Now we have social media! With a flick of a button I can transmit an injustice to thousands, or hundreds of thousands, of like-minded people who can take up my cause and shout from the tallest roof-tops. A few keystrokes on my smart phone and I have opened up a world of support, literally! Can this new-found digital power change the face of healthcare delivery in America? Insurance companies and hospital committees who have denied patients expensive medical interventions for what may be very legitimate reasons (a balance of cost and clinical outcomes), now come under fire from public scrutiny and yield to the pressure rather than suffer a public relations crisis. But has more money suddenly appeared in the overall healthcare budget? Have all these digital companions reached into their pocket and forwarded money to these “victims?” Have hospital formulary budgets suddenly come up with new sources of funds? Doubtful. In a system of finite resources, it is like squeezing the balloon in one area only to have it pop out in another area. It is a game of trade-offs. If a budget has to suddenly cover the cost of an expensive medical intervention to someone who might have been deemed a less qualified patient, then this digital blitz has only resulted in some other service being cut elsewhere to pay for this unexpected campaign. Healthcare has become a business with limited resources, and the rationalizing of healthcare has become a reality. Personalized medicine will yield greater targeted outcomes, but the price for precision care will be challenging for most people and payers. And while social media can make a tremendous noise to perceived injustices, in the end who really pays for it? We all pay for it in one way or another, through increased premiums, co-pays, and out-of-pocket expenses to reduced services in other areas of healthcare delivery.

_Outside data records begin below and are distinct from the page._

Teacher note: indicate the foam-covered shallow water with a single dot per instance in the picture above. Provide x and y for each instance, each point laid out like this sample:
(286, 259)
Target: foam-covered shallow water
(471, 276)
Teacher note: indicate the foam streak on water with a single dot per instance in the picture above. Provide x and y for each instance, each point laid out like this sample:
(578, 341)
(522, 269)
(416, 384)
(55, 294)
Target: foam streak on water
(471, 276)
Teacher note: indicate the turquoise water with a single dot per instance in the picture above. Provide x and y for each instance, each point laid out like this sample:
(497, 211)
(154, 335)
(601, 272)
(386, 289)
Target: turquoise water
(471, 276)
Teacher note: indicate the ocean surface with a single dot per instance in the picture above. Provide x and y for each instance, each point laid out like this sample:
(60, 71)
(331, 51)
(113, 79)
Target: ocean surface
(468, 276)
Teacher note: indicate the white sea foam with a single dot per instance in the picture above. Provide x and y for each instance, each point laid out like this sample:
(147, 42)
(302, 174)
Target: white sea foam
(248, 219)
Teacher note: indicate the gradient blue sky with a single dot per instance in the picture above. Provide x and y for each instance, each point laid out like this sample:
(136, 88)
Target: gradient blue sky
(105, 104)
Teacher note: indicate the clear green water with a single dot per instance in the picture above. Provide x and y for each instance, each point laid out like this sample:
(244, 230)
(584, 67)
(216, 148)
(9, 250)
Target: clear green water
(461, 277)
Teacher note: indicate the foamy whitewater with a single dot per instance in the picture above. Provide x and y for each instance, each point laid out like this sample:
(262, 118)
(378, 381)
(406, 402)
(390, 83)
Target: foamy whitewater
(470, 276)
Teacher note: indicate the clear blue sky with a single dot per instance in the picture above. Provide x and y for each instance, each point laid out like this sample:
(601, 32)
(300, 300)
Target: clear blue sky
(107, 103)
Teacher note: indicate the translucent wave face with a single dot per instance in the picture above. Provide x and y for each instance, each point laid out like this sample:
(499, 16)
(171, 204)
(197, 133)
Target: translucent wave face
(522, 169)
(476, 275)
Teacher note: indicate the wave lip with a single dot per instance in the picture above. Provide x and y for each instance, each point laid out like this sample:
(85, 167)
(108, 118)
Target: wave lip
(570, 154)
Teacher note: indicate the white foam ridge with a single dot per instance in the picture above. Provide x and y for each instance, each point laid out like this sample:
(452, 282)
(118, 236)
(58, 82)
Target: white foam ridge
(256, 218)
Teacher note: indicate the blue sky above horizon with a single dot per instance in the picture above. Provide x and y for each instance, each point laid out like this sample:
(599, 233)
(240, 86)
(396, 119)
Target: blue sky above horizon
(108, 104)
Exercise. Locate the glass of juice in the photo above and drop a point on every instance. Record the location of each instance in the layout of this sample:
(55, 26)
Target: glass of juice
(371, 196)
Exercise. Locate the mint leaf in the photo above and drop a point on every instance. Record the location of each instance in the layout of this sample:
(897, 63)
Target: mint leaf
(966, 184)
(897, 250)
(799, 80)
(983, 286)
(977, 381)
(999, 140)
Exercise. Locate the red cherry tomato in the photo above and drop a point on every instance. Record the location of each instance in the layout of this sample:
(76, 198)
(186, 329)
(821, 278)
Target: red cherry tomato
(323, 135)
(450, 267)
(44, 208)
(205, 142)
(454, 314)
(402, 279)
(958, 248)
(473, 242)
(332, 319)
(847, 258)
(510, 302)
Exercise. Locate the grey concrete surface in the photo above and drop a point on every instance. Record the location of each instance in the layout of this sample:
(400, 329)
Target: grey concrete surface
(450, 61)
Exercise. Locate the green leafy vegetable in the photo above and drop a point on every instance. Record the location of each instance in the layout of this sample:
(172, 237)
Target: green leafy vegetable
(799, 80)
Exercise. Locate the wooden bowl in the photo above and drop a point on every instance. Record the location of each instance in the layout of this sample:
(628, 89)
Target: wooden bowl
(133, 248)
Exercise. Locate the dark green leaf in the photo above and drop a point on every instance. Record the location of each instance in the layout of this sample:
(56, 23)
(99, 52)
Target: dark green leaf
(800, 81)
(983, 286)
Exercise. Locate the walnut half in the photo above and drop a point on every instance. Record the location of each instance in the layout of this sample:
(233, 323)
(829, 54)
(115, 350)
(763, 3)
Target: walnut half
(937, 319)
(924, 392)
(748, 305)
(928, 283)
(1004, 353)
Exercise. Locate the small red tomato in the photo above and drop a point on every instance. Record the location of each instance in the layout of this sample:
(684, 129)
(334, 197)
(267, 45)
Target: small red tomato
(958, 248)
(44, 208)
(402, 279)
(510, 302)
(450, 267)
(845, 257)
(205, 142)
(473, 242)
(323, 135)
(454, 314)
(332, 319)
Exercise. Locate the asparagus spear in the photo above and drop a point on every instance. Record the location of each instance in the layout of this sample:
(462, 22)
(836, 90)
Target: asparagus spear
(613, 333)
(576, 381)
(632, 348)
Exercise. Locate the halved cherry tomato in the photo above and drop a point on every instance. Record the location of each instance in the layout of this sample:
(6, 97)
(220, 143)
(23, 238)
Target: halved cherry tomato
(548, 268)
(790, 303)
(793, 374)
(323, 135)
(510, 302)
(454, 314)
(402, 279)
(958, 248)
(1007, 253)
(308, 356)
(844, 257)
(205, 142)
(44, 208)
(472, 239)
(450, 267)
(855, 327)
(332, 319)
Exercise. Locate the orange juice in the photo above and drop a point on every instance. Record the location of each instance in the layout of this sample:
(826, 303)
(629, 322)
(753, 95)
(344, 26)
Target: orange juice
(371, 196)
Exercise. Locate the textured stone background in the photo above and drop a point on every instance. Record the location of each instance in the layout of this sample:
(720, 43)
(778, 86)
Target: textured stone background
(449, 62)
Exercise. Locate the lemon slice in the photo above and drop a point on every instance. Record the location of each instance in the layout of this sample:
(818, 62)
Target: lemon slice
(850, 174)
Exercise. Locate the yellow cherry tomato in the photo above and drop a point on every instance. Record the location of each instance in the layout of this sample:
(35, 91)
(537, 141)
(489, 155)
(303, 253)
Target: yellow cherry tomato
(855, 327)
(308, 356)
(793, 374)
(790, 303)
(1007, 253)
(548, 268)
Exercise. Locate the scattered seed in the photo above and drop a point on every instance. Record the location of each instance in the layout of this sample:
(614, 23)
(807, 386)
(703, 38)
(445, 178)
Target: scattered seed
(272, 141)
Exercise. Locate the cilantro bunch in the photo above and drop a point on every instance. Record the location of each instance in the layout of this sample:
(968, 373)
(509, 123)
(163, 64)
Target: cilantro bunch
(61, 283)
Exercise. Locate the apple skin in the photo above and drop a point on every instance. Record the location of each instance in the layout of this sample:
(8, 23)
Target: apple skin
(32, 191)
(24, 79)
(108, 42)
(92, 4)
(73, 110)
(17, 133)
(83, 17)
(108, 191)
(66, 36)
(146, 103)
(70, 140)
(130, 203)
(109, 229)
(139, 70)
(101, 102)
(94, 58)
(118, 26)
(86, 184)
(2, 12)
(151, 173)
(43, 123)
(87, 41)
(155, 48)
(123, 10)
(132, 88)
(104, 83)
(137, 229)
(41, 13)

Can social media change healthcare delivery? Yes, but is it changing it for the better? Are the unintended consequences of a social media blitz merely to serve those who can make the most noise, while resulting in fewer services to those who suffer in silence? Social media is a powerful tool, and used the right way can make a positive impact on healthcare delivery. But, it must be used wisely and provide social justice to the many and not just the few.